Experts agree that new technology will eventually revolutionize the conventional models for real estate transactions and ownership, but there are varying opinions about which technologies will triumph and the industry on its head. At a recent forum sponsored by the Massachusetts Institute of Technology (MIT), the message was clear: Blockchain is coming. The only question is when.

Blockchain, the technology that supports bitcoin, has been around since 2009, but its applications are still relatively few. It is essentially an open, secure record-keeping system consisting of “blocks” that contain valid transactions, linked together by “chains.” That sounds simple, but the applications of this technology are complex, and many companies – including many financial institutions – are investing in small companies looking to apply blockchain to disrupt other industries, including real estate.

At an Oct. 6 forum titled “MIT Real Disruption: Real Estate Blockchain” sponsored by the MIT Center for Real Estate, the tone of the speakers was plainly revolutionary. It felt like listening to a business pitch from Uber in 2008: A fantastic idea that might be too radical to actually pull off.

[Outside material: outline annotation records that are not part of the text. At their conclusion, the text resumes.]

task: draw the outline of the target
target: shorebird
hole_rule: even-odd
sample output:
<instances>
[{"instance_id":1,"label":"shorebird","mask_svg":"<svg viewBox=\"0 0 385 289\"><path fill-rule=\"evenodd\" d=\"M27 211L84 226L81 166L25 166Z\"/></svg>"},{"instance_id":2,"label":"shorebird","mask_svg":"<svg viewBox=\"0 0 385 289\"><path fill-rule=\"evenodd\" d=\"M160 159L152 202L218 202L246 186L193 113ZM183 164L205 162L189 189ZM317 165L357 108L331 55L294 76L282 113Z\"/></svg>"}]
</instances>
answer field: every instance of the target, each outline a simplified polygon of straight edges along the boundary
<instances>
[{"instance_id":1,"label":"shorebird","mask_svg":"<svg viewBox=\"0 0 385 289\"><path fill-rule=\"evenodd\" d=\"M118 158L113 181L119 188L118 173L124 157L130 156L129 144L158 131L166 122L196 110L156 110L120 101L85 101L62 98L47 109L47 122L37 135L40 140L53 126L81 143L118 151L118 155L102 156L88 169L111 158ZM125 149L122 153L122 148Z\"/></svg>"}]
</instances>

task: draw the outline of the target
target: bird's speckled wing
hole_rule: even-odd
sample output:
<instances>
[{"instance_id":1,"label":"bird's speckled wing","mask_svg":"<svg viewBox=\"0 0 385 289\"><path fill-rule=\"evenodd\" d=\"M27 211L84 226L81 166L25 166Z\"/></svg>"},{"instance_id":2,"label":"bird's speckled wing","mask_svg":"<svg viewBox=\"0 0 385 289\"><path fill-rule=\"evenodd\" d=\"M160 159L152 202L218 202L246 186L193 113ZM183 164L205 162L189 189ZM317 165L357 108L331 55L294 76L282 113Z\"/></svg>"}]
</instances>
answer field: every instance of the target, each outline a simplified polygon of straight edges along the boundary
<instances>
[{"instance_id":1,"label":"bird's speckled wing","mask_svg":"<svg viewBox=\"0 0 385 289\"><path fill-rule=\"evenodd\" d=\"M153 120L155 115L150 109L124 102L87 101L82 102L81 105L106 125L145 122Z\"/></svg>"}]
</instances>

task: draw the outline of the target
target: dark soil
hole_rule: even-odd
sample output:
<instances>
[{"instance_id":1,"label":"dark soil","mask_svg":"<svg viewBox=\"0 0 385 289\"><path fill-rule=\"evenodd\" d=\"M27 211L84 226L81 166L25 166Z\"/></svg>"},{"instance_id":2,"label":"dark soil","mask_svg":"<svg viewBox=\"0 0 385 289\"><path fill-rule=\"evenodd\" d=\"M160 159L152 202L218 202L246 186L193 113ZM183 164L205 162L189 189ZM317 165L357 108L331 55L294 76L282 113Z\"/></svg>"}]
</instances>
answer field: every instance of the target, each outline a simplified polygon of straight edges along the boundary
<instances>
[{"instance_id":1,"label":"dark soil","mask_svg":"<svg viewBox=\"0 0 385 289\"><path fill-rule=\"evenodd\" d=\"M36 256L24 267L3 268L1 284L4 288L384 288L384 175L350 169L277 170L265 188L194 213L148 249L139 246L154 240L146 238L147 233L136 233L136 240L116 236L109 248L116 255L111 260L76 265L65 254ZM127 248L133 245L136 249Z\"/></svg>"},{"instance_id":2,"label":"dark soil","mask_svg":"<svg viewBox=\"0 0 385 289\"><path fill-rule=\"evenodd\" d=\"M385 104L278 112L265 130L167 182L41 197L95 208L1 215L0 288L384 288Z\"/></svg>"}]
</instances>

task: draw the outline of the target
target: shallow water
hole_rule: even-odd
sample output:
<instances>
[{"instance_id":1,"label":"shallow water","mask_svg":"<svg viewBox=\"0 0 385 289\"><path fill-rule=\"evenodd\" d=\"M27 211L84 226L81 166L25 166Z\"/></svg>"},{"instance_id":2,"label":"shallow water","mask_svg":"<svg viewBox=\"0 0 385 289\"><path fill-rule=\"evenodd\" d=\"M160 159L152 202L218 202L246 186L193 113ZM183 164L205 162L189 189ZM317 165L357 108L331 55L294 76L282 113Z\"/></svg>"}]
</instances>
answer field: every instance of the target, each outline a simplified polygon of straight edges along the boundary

MIT grad Avi Spielman, president of Joon Properties and a panelist at the forum, wrote his graduate thesis on how blockchain could replace the current Registry of Deeds systems used in nearly every county in America. Blockchain will make recording real estate data faster and cheaper, enable lending and improve liquidity for homeowners, he said.

“What can happen is, over time the system builds itself out accurately,” Spielman said. “It would eliminate the need for third-party organizations to oversee the process. Registers are essentially just curators of information.”

While errors could still find their way into a blockchain system, there would be far fewer of them since the data is only entered once. So with better, safer data, what happens to the demand for title insurance?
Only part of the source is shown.